I haven't found any info about the behavior without assertion, so... What do you think?

[ljharb]

Extensions have no meaning whatsoever in browsers, though.

[jerrygreen]

@ljharb well, extensions are already a thing, and since we can't securely use just MIME-type that comes from a server, so why not use extension as a "default assertion"? Of course, there's still a possibility for a case where extension can't provided, and default assertion can't be determined, like these two examples:

import json from "./foo";
import json from "https://jsonplaceholder.typicode.com/posts/1";

In this case I think the error should be thrown: "AssertionError: assertion or extension isn't provided", and since users may not control what's provided by the server (the whole reason of a security concern), like in the second example, and they can't just add an extension there because it's another path with potentially different results (exactly like in the example: https://jsonplaceholder.typicode.com/posts/1.json returns a different json), in this case you'll have to use assertion as proposed initially.

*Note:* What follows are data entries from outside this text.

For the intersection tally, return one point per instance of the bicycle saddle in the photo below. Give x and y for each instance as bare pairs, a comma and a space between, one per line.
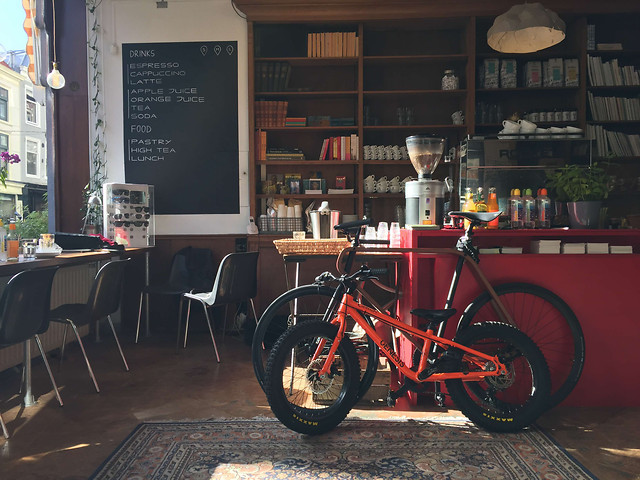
483, 217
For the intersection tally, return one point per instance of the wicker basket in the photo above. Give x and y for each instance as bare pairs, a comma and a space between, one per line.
328, 246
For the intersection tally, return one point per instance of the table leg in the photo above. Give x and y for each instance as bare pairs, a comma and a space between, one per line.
147, 330
28, 400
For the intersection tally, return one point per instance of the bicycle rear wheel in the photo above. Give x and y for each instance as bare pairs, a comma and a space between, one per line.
301, 399
511, 401
547, 320
302, 304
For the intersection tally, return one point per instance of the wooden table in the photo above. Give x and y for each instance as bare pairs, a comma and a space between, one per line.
11, 268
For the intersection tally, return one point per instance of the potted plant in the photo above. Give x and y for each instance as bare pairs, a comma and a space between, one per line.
584, 189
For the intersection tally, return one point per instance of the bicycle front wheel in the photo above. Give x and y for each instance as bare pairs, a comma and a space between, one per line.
302, 399
510, 401
547, 320
302, 304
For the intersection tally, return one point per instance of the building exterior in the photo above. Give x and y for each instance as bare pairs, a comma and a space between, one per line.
22, 131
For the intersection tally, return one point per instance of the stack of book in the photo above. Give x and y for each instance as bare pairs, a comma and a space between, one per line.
284, 153
343, 148
270, 113
295, 122
332, 44
545, 246
573, 248
613, 143
614, 108
620, 249
272, 76
609, 74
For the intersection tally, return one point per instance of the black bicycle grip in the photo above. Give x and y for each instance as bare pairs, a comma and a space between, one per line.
379, 271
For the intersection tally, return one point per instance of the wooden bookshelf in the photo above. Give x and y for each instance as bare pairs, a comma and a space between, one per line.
401, 57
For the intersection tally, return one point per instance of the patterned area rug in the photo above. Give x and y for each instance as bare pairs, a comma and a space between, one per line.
450, 448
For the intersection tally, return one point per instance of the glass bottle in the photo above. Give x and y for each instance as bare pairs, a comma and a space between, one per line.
450, 81
492, 205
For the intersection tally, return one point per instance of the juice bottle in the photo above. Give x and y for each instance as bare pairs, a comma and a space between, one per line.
543, 207
528, 210
469, 205
492, 205
515, 208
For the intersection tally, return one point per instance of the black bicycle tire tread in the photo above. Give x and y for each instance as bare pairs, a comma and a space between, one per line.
538, 402
263, 324
573, 323
286, 414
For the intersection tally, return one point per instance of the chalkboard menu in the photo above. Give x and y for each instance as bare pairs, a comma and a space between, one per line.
181, 124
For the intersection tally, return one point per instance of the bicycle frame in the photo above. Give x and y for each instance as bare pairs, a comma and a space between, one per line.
352, 308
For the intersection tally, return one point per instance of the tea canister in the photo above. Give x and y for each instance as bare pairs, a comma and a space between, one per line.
450, 81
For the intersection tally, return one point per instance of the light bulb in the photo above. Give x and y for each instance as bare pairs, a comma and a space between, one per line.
55, 78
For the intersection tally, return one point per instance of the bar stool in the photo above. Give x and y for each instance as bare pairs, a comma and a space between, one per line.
24, 313
104, 299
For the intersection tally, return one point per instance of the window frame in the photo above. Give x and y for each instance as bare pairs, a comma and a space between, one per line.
26, 157
29, 93
4, 99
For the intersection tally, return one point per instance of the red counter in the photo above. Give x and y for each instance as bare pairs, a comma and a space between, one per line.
602, 290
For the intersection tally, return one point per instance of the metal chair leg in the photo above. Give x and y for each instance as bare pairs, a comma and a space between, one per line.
46, 364
64, 342
224, 320
139, 316
179, 323
126, 367
5, 432
186, 325
206, 313
84, 353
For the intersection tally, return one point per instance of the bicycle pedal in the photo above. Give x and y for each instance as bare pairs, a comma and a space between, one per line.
391, 402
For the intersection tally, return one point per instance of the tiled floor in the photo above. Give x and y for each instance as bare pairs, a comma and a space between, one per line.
50, 442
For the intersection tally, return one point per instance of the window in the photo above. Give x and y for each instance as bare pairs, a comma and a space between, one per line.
4, 104
33, 157
31, 108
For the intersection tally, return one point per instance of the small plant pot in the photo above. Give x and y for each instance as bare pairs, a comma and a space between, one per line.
584, 214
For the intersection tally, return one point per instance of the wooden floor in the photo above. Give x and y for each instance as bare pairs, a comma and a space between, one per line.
50, 442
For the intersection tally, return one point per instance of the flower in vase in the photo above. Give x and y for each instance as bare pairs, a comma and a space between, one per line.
6, 159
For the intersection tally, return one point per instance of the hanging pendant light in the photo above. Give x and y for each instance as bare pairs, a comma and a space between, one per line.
526, 28
55, 79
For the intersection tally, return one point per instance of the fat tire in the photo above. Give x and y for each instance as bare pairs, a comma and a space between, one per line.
505, 417
563, 379
282, 302
307, 420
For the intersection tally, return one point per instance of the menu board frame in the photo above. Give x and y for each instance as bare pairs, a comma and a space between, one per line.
180, 107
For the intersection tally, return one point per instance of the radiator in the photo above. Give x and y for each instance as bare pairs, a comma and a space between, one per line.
70, 285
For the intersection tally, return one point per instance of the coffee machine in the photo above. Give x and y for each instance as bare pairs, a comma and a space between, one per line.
425, 197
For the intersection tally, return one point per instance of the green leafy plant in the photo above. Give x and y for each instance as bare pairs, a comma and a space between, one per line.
576, 183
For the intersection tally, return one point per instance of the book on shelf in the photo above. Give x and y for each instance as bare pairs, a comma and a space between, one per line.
261, 145
332, 44
620, 249
340, 191
609, 46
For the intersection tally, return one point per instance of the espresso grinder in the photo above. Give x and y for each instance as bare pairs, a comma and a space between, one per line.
425, 196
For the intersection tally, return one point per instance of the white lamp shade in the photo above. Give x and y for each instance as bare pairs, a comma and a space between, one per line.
55, 79
526, 28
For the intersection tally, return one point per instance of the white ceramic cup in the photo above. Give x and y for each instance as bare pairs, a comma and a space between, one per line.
510, 126
526, 126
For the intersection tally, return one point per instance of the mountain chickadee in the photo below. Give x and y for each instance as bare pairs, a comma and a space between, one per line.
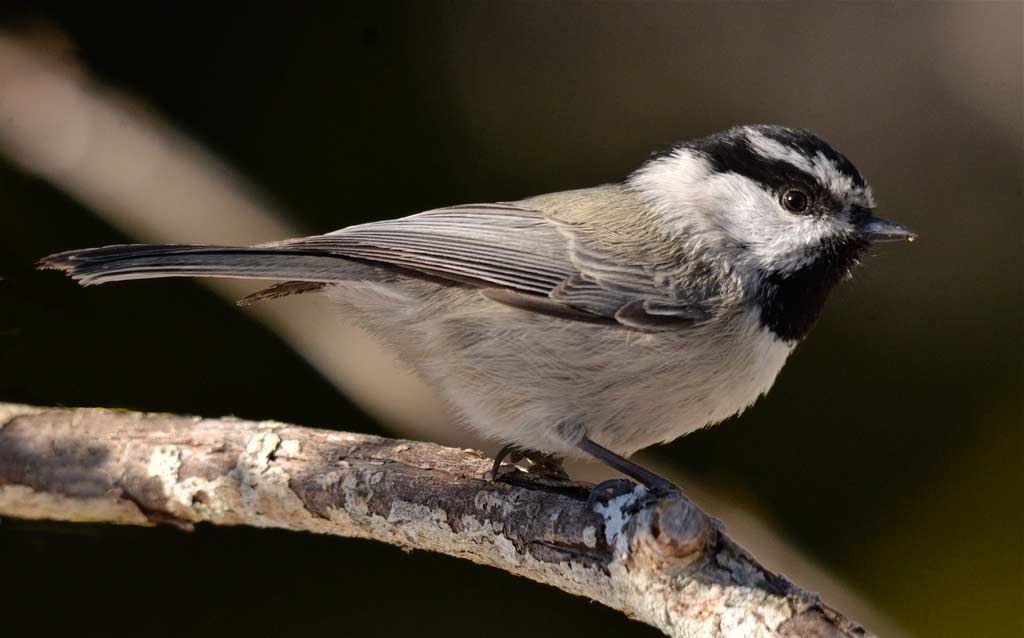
586, 323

But in many cases extensions exist in the path, particularly for json files, so a default assertion can be often determined.

This will also partly solve the problem for people complaining the syntax is overcomplicated (#12, me included), in case the proposal is already too committed to this key/value object-like syntax (though I personally hope that usage of key/value syntax can still be reconsidered, but that's another story related to #12).

[ljharb]

@jerrygreen i agree they're a thing - but in the browser they are precisely zero a thing. The MIME type is the only thing the browser has available, and it's sufficiently secure (not sure what you mean there).

The extension in the URL certainly might be a hint to the server for what the MIME type should be, but on the web, the MIME type is the sole authority for how a response should be interpreted. The request URL (which contains the "extension" that doesn't actually exist on the web) doesn't matter.

[jerrygreen]

@ljharb I doesn't seem you've read README.md of the proposal...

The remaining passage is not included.